All CC&Rs and state laws are different though.

RichL1 (Oregon)
Posts: 3
Posted:
Thanks to everyone who confirmed that the CCRs are enforceable even with a defunct HOA.
It's a sad story, but a homeowner spent a fortune trying to save a 100 year old fir, lost his case, and was forced to cut down a beautiful tree because the CCRs contained a clause that said that if a tree blocked a "reasonable" view, then it needed to be topped or removed.

I looked at the tree. It blocked about 4% of the person's view. Pathetic!!

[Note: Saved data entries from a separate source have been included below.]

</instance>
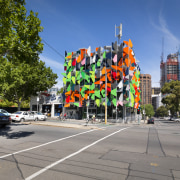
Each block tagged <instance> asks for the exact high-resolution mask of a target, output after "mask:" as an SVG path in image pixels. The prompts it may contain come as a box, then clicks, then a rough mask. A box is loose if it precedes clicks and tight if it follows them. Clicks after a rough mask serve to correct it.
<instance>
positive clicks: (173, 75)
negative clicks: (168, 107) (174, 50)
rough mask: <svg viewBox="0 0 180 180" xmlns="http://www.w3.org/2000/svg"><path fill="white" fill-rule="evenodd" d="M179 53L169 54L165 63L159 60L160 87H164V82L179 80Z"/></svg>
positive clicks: (161, 87) (179, 66)
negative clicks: (159, 65) (159, 63)
mask: <svg viewBox="0 0 180 180" xmlns="http://www.w3.org/2000/svg"><path fill="white" fill-rule="evenodd" d="M178 56H179V52H177V53H174V54H169V55H168V56H167V60H166V62H163V60H161V64H160V70H161V77H160V78H161V79H160V86H161V88H162V87H163V86H164V84H165V83H166V82H170V81H172V80H175V81H176V80H180V63H179V60H178Z"/></svg>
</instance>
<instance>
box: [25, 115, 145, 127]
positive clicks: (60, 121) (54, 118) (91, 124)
mask: <svg viewBox="0 0 180 180" xmlns="http://www.w3.org/2000/svg"><path fill="white" fill-rule="evenodd" d="M23 123H25V124H33V125H43V126H53V127H64V128H78V129H98V130H103V129H104V128H105V127H107V126H135V125H145V124H146V123H144V120H142V121H141V123H140V124H138V122H135V121H133V122H129V123H122V122H121V121H117V122H116V121H115V120H108V122H107V123H106V124H105V122H95V123H93V124H92V123H91V122H89V123H88V124H86V120H85V119H83V120H76V119H67V120H66V121H60V120H59V118H56V117H55V118H51V117H48V119H47V120H46V121H28V122H23Z"/></svg>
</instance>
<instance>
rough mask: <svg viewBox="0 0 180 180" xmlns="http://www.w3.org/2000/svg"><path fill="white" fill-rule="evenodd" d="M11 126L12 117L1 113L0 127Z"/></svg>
mask: <svg viewBox="0 0 180 180" xmlns="http://www.w3.org/2000/svg"><path fill="white" fill-rule="evenodd" d="M9 124H11V118H10V116H7V115H5V114H3V113H0V126H3V127H5V126H6V125H9Z"/></svg>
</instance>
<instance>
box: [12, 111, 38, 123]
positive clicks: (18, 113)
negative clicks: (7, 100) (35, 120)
mask: <svg viewBox="0 0 180 180" xmlns="http://www.w3.org/2000/svg"><path fill="white" fill-rule="evenodd" d="M11 120H12V121H18V122H23V121H29V120H35V115H34V114H33V113H31V112H30V111H17V112H15V113H13V114H11Z"/></svg>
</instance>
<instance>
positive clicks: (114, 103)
mask: <svg viewBox="0 0 180 180" xmlns="http://www.w3.org/2000/svg"><path fill="white" fill-rule="evenodd" d="M112 102H113V105H114V106H116V102H117V101H116V98H114V99H113V100H112Z"/></svg>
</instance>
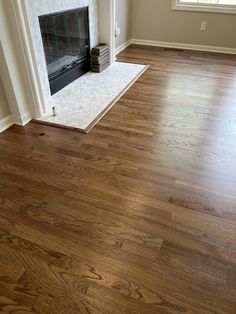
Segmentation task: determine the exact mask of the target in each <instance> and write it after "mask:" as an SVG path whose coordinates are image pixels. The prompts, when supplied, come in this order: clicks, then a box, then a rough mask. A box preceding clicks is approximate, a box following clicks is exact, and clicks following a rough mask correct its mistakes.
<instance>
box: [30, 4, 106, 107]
mask: <svg viewBox="0 0 236 314" xmlns="http://www.w3.org/2000/svg"><path fill="white" fill-rule="evenodd" d="M99 1H101V0H99ZM25 6H26V11H27V16H28V21H29V26H30V32H31V37H32V40H33V47H34V54H35V58H36V62H37V65H38V71H39V77H40V82H41V88H42V92H43V95H44V100H45V101H47V100H48V99H50V97H51V93H50V87H49V82H48V74H47V67H46V62H45V57H44V50H43V43H42V38H41V32H40V26H39V21H38V17H39V16H40V15H45V14H50V13H54V12H59V11H65V10H71V9H75V8H81V7H85V6H89V19H90V40H91V47H93V46H95V45H97V44H98V41H99V32H98V0H40V1H36V0H25Z"/></svg>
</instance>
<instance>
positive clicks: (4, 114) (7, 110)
mask: <svg viewBox="0 0 236 314" xmlns="http://www.w3.org/2000/svg"><path fill="white" fill-rule="evenodd" d="M10 114H11V111H10V108H9V106H8V101H7V97H6V94H5V90H4V87H3V84H2V80H1V77H0V121H1V120H2V119H4V118H6V117H7V116H9V115H10Z"/></svg>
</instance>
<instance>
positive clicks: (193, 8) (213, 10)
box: [172, 0, 236, 14]
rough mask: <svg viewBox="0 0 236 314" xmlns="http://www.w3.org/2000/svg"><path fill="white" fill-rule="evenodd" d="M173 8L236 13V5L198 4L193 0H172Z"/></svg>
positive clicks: (231, 13)
mask: <svg viewBox="0 0 236 314" xmlns="http://www.w3.org/2000/svg"><path fill="white" fill-rule="evenodd" d="M172 10H180V11H198V12H213V13H224V14H225V13H226V14H236V5H235V6H232V5H219V4H197V3H191V0H189V3H186V4H184V3H180V0H172Z"/></svg>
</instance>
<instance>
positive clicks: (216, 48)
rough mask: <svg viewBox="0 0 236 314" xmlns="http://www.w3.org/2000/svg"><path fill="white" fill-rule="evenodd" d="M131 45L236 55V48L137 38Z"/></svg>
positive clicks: (134, 38) (131, 39)
mask: <svg viewBox="0 0 236 314" xmlns="http://www.w3.org/2000/svg"><path fill="white" fill-rule="evenodd" d="M131 44H136V45H146V46H155V47H165V48H175V49H186V50H197V51H207V52H219V53H227V54H236V48H226V47H215V46H204V45H191V44H182V43H172V42H165V41H154V40H144V39H135V38H134V39H131Z"/></svg>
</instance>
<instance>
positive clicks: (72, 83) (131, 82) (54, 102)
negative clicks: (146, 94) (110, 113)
mask: <svg viewBox="0 0 236 314" xmlns="http://www.w3.org/2000/svg"><path fill="white" fill-rule="evenodd" d="M146 68H147V66H146V65H141V64H131V63H123V62H114V63H113V64H112V65H111V66H110V67H109V68H107V69H106V70H105V71H104V72H102V73H92V72H88V73H87V74H85V75H83V76H82V77H80V78H79V79H77V80H75V81H74V82H72V83H71V84H69V85H68V86H66V87H65V88H63V89H62V90H60V91H59V92H58V93H56V94H54V95H53V96H52V97H51V98H50V100H48V102H47V104H46V114H45V115H44V116H43V117H42V118H41V119H40V120H41V121H43V122H49V123H55V124H58V125H62V126H67V127H72V128H77V129H80V130H81V131H85V132H86V131H88V129H89V128H90V127H91V126H93V124H95V122H97V121H98V120H99V119H100V118H101V117H102V115H103V114H105V112H106V110H107V109H109V107H110V106H111V105H113V104H114V102H115V101H117V100H118V99H119V97H120V96H121V95H122V94H123V93H124V92H125V91H126V90H127V89H128V87H129V86H130V85H131V84H132V83H133V82H134V81H135V80H136V79H137V78H138V77H139V76H140V75H141V74H142V73H143V72H144V71H145V69H146ZM52 107H55V110H56V116H55V117H54V116H53V115H52Z"/></svg>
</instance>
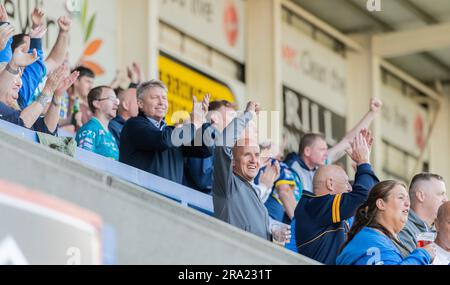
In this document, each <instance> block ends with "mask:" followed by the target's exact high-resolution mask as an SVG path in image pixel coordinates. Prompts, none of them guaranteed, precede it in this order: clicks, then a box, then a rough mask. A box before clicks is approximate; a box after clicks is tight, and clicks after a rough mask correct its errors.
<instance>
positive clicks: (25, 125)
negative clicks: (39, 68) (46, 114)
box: [20, 66, 65, 133]
mask: <svg viewBox="0 0 450 285" xmlns="http://www.w3.org/2000/svg"><path fill="white" fill-rule="evenodd" d="M64 68H65V67H64V66H61V67H60V68H58V69H57V70H55V71H54V72H53V73H52V74H50V75H49V77H48V79H47V82H46V84H45V87H44V89H43V90H42V93H41V94H40V95H39V96H38V98H37V99H36V101H35V102H33V103H32V104H30V106H28V107H27V108H26V109H24V110H23V111H22V113H21V114H20V117H21V118H22V120H23V122H24V124H25V126H26V127H27V128H31V127H32V126H33V125H34V123H35V122H36V121H37V120H38V118H39V117H40V116H41V115H42V112H43V111H44V110H45V108H46V107H47V105H48V104H49V103H50V102H51V100H52V98H53V94H54V92H55V90H56V88H57V87H58V85H59V83H60V81H61V79H62V78H63V76H64V72H65V71H64ZM51 113H53V112H51ZM58 119H59V114H58V116H57V117H55V116H50V117H48V115H47V116H46V117H45V119H44V122H45V125H46V126H47V128H48V130H49V131H50V132H51V133H53V132H54V131H55V130H56V126H57V125H58Z"/></svg>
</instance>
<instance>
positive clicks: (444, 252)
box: [433, 244, 450, 265]
mask: <svg viewBox="0 0 450 285" xmlns="http://www.w3.org/2000/svg"><path fill="white" fill-rule="evenodd" d="M435 245H436V258H435V259H434V261H433V265H450V252H449V251H446V250H444V249H443V248H442V247H440V246H439V245H437V244H435Z"/></svg>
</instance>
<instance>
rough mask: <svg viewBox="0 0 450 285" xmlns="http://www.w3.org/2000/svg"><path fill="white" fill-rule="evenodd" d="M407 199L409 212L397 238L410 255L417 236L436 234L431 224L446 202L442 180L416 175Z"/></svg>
mask: <svg viewBox="0 0 450 285" xmlns="http://www.w3.org/2000/svg"><path fill="white" fill-rule="evenodd" d="M409 197H410V199H411V210H410V211H409V216H408V221H407V222H406V225H405V227H404V228H403V230H402V231H401V232H400V233H399V238H400V240H401V241H402V242H403V244H404V245H405V246H406V248H407V249H408V251H409V252H410V253H411V252H413V251H414V249H416V247H417V237H418V235H420V234H423V233H435V232H436V230H435V229H434V225H433V224H434V222H435V220H436V217H437V212H438V209H439V207H440V206H441V205H442V204H443V203H444V202H446V201H447V200H448V198H447V188H446V187H445V182H444V179H443V178H442V176H440V175H437V174H432V173H420V174H417V175H416V176H414V178H413V179H412V181H411V185H410V187H409Z"/></svg>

Neighbor fighting neighbor: Tall fir trees at some southwest Eugene homes are target of lawsuit by homeowners
http://registerguard.com/rg/news/local/36205008-75/story.csp

Dispute over SW Eugene neighbors’ tall trees that block views headed to court Tuesday
http://registerguard.com/rg/news/local/36425215-75/dispute-over-sw-eugene-neighbors-tall-trees-that-block-views-headed-to-court-tuesday.html.csp

Judge rules against Eugene tall tree owners in view dispute
http://registerguard.com/rg/news/local/36457477-75/judge-rules-against-eugene-tall-tree-owners-in-view-dispute.html.csp

Thank you all again.
JanetB2 (Colorado)
Posts: 4,219
Posted:
Your developer included a covenant attached to your property titles regarding the views ... and which was implemented almost 70 years ago.

If you are a Board Member then you potentially have an active and valid HOA. After all YOU could not have been elected or appointed to the BOD without the actions of an active membership in an HOA.

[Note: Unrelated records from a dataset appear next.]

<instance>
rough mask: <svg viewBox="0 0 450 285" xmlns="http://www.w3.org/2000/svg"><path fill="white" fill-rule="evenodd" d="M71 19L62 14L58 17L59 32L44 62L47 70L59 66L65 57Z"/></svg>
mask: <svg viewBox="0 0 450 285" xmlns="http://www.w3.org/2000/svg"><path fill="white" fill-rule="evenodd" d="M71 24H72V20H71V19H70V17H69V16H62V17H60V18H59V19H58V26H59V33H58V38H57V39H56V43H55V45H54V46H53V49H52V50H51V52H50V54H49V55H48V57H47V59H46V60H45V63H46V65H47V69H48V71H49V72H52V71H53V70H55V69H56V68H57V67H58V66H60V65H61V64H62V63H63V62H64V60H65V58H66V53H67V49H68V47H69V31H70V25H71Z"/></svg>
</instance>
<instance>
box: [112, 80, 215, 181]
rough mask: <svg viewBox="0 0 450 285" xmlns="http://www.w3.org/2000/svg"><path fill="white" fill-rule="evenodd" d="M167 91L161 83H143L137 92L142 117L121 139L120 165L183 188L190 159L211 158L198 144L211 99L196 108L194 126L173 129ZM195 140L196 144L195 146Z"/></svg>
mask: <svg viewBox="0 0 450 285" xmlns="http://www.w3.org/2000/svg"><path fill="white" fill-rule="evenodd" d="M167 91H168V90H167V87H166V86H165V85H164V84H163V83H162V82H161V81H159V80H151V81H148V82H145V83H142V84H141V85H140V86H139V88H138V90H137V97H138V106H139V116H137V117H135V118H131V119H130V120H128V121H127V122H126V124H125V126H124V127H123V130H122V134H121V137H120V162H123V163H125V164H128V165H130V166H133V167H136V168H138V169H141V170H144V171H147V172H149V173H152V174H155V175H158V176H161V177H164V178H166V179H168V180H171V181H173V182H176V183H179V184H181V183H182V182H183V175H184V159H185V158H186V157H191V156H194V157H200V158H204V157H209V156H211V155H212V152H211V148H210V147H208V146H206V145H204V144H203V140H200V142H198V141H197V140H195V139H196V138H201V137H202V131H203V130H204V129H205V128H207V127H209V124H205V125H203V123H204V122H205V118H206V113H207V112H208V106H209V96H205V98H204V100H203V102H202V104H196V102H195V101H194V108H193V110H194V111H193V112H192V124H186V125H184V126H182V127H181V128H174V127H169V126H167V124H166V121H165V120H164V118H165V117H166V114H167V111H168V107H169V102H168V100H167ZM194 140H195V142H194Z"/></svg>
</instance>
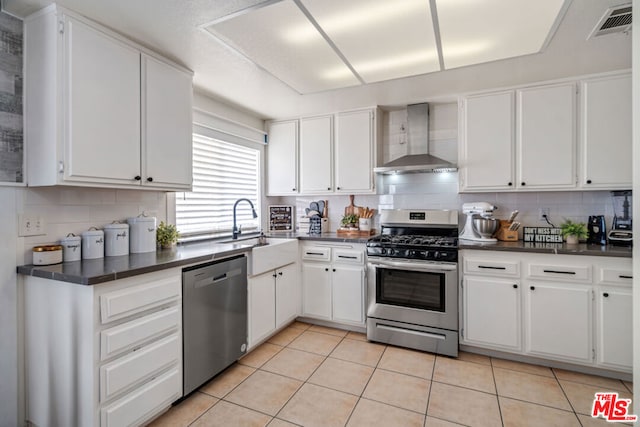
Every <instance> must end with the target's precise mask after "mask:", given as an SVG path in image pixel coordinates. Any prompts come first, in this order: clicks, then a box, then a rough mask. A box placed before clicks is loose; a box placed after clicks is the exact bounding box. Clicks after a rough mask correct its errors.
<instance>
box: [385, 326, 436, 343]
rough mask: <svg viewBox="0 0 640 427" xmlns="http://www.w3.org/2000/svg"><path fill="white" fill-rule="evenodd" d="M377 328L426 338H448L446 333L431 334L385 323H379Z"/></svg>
mask: <svg viewBox="0 0 640 427" xmlns="http://www.w3.org/2000/svg"><path fill="white" fill-rule="evenodd" d="M377 328H378V329H384V330H385V331H391V332H398V331H402V332H403V333H405V334H411V335H418V336H420V337H425V338H435V339H437V340H442V341H445V340H446V339H447V337H446V336H445V335H440V334H430V333H428V332H421V331H414V330H413V329H405V328H394V327H391V326H385V325H377Z"/></svg>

YES ... I would agree is potentially sad to cut down beautiful trees; however, the Court has their hands tied because of the original developer’s Covenant attached to the property titles. The court would have to follow the covenant agreed to by all owner’s when they PURCHASED ... whether or not the judge may or may not personally agree with any such situation would be immaterial. If the Owner’s at any time in past disagreed with the covenant they potentially should have had the covenant removed via owners agreement. Because they did not you then have had an owner almost 70 years later have an issue with trees which have grown in that period of time.

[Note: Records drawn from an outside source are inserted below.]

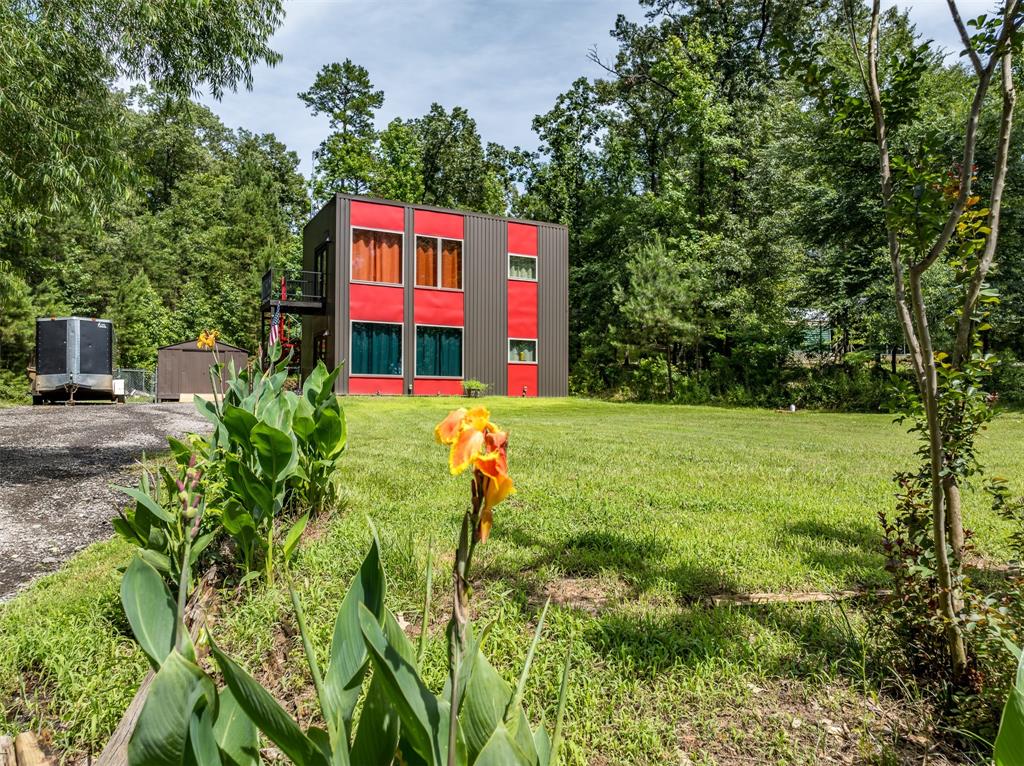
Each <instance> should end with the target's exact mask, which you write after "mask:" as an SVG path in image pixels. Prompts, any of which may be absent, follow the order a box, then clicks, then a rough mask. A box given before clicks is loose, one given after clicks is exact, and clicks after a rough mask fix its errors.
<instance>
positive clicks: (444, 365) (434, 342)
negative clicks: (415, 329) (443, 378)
mask: <svg viewBox="0 0 1024 766" xmlns="http://www.w3.org/2000/svg"><path fill="white" fill-rule="evenodd" d="M416 375H417V377H426V378H461V377H462V328H459V327H424V326H420V327H417V328H416Z"/></svg>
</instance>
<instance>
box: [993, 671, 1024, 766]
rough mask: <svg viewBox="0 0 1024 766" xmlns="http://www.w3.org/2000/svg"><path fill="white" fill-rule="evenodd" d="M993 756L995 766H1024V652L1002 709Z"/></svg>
mask: <svg viewBox="0 0 1024 766" xmlns="http://www.w3.org/2000/svg"><path fill="white" fill-rule="evenodd" d="M992 755H993V757H994V758H995V766H1024V651H1021V652H1020V658H1019V661H1018V665H1017V678H1016V679H1015V683H1014V687H1013V688H1012V689H1011V690H1010V697H1009V698H1008V699H1007V705H1006V707H1005V708H1004V709H1002V720H1001V721H1000V722H999V733H998V735H997V736H996V737H995V752H994V753H993V754H992Z"/></svg>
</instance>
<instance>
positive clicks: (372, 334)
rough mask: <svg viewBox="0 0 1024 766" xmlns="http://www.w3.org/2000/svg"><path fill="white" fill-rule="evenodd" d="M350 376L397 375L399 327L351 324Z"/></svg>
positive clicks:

Your local Government and their Planning Commission are faced with these issues all the time. Somebody can have X acres of land and want to establish a subdivision. Surrounding neighbors will state that the new subdivision will be detrimental to their views. If you sit on one of those positions you have to be impartial to everyone’s feelings and note that the Owner wanting to establish a subdivision is following the laws/ordinances and they have a right to do as they want with their property as long as they do not violate established contracts or laws. Vacant land in the future at some point has a high probablity of being built upon. It has amazed me how many people will jump up and down about their property rights ... yet turn around and want to stomp all over a neighbor and their property or right to build what they want under the local laws.
RichL1 (Oregon)
Posts: 3
Posted:
Thank you Janet.
GenoS (Florida)
Posts: 4,276
Posted:
Quote:
Posted By RichL1 on 04/18/2018 9:16 PM
It's a sad story, but a homeowner spent a fortune trying to save a 100 year old fir, lost his case, and was forced to cut down a beautiful tree because the CCRs contained a clause that said that if a tree blocked a "reasonable" view, then it needed to be topped or removed.

I looked at the tree. It blocked about 4% of the person's view. Pathetic!!

The homeowner might have been better served spending that fortune on getting the CC&Rs amended.

Four years ago I could see the North Star from my back patio just above the treetop of a large 30-yo oak tree. Four years of growth have now blocked that view. My inner Prince Henry the Navigator is not pleased. I wish we had your CC&R provision about too-tall trees because I have no recourse. What's whimsical and "pathetic" to you may be a real issue for someone else. The question of what's "reasonable" is always crucial.